Lors du confinement ordonné à compter du 11 mars 2020 la société a poursuivi son activité industrielle et plusieurs salariés ont indiqué faire usage de leur droit de retrait.
La société a informé ces salariés qu'ils ne disposaient pas de motif raisonnable pour exercer leur droit de retrait et leur demandait de reprendre le travail. Ils finissaient par revenir travailler et l'employeur ne leur payait pas les jours correspondant à l'exercice du droit de retrait.
Le 4 juin 2021, M. [M] a saisi le conseil de prud'hommes de Laon aux fins d'obtenir paiement des jours d'exercice du droit de retrait, des congés payés afférents et des dommages et intérêts en réparation du préjudice moral lié l'absence ou à l'approximation des mesures de prévention des risques professionnels.
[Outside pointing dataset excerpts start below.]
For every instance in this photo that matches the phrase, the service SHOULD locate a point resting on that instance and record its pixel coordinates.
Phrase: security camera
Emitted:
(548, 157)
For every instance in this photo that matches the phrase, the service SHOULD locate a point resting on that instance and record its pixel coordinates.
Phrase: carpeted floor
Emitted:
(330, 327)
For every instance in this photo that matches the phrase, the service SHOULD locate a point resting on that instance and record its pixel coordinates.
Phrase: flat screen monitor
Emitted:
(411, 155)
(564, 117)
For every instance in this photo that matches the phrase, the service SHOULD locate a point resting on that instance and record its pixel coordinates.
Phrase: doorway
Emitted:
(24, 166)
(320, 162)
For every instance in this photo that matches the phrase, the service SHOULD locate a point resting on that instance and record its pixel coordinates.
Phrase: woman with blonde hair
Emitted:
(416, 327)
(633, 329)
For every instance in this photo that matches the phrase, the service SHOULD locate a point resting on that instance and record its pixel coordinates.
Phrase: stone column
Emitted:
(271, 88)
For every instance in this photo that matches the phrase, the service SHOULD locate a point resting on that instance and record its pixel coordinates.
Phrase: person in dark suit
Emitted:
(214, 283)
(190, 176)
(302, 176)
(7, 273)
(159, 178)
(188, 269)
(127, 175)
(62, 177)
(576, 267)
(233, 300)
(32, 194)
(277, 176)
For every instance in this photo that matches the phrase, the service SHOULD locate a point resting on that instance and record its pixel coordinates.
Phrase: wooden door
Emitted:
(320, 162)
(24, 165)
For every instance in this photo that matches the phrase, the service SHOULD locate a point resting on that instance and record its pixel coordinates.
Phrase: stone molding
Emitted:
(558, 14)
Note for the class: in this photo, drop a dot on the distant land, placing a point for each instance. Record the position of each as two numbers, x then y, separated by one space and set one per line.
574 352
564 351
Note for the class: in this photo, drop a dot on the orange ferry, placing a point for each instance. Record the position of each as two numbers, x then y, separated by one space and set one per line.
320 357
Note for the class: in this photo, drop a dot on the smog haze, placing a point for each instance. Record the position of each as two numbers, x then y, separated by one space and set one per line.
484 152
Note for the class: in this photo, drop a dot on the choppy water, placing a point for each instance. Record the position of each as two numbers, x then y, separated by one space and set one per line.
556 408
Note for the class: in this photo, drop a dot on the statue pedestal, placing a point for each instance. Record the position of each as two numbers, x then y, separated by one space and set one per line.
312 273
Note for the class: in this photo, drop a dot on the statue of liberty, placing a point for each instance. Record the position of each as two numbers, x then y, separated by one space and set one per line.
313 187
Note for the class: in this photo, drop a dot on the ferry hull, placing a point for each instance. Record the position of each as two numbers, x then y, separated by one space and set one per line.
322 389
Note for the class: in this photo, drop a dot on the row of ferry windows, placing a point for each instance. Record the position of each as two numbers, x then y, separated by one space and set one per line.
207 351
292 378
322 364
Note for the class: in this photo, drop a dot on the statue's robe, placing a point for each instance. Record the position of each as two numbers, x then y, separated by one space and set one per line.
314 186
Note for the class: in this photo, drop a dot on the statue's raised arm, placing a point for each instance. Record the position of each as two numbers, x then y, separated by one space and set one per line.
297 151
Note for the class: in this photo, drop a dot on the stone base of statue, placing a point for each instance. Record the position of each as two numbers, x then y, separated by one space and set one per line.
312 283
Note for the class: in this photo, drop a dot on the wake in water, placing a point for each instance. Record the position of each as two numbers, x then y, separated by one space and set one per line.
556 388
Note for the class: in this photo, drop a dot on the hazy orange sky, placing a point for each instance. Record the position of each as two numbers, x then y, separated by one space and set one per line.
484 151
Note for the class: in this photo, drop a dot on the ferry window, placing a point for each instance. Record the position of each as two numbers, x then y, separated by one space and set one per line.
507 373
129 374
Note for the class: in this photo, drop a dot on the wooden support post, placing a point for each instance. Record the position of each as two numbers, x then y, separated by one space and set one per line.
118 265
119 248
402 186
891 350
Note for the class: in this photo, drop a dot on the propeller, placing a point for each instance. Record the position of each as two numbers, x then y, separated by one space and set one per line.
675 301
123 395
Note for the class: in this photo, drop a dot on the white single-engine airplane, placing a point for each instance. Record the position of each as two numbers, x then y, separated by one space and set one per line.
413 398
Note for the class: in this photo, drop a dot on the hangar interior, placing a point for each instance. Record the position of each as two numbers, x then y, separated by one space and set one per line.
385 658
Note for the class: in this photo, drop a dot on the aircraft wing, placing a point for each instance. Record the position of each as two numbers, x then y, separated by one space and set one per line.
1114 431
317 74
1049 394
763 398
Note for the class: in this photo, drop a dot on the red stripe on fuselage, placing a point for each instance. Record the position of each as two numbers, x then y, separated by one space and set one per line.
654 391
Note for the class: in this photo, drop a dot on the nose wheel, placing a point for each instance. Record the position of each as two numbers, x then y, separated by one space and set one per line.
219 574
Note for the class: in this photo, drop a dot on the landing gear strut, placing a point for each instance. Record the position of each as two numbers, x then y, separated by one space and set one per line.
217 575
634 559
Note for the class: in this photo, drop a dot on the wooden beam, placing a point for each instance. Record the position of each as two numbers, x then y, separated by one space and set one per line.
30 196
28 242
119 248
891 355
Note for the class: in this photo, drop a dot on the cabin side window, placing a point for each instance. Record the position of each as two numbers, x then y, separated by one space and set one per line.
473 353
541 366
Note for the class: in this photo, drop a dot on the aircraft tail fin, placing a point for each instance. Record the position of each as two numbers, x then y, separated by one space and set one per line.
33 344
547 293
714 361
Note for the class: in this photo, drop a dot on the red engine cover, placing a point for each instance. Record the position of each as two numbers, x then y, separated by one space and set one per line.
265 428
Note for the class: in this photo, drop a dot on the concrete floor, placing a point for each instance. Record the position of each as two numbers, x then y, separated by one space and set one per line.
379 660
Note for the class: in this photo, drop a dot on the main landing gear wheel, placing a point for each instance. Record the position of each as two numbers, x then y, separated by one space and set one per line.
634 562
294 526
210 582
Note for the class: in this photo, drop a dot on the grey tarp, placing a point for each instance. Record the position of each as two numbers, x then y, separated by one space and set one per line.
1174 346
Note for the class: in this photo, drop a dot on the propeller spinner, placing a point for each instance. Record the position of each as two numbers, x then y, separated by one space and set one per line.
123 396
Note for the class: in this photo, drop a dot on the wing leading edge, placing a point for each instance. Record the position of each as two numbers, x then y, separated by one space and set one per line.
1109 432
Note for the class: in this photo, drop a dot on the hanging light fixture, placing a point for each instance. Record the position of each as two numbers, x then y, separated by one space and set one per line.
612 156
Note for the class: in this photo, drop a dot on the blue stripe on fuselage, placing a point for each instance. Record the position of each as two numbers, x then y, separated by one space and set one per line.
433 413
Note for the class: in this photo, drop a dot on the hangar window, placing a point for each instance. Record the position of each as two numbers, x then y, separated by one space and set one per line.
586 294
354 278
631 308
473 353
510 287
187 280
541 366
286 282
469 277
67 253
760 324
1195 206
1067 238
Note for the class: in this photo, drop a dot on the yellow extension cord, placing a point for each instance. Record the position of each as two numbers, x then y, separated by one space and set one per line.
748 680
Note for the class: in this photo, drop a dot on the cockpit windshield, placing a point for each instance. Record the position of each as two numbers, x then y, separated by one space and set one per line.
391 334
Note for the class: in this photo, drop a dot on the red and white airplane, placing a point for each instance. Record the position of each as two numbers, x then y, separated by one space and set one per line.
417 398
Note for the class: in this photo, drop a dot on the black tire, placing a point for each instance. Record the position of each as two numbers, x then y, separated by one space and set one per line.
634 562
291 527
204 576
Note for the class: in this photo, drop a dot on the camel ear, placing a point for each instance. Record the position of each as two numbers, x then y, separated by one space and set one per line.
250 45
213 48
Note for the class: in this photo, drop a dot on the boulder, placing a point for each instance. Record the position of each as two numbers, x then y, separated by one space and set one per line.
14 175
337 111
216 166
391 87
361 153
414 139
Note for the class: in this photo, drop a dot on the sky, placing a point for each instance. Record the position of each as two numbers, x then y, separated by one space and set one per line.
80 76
Par jugement du 21 juin 2023, statuant en formation de départage le conseil a:
- Condamné la SAS AML Systems à payer à M. [M] :
* 559,62 euros brut au titre de rappel de salaire,
* 55,96 euros brut au titre des congés payés y afférents ;
- Rappelé que, selon les modalités de l'article R 1454-28 du code du travail, l'exécution provisoire est de droit concernant les condamnations relatives aux sommes mentionnées au 2° de l'article R. 1454-14 ;
- Condamné la SAS AML Systems à payer à M. [M] la somme de 200 euros à titre de dommages et intérêts en réparation de son préjudice moral ;
- Condamné la SAS AML Systems à payer à M. [M] la somme de 500 euros en application de l'article 700 du code de procédure civile ;
- Débouté la SAS AML Systems de sa demande formée en application de l'article 700 du code de procédure civile ;
- Condamné la SAS AML Systems aux dépens.
La SAS AML Systems régulièrement appelante, par dernière conclusions notifiées par la voie électronique le 2 octobre 2023, demande à la cour de :
- Infirmer le jugement rendu le 21 juin 2023 par la formation de départage du conseil de prud'hommes de Laon en toutes ses dispositions
En conséquence, statuant à nouveau,
A titre principal :
- Juger que l'employeur n'a pas manqué à son obligation de prévention des risques professionnels
- Juger abusif le droit de retrait exercé par M. [M]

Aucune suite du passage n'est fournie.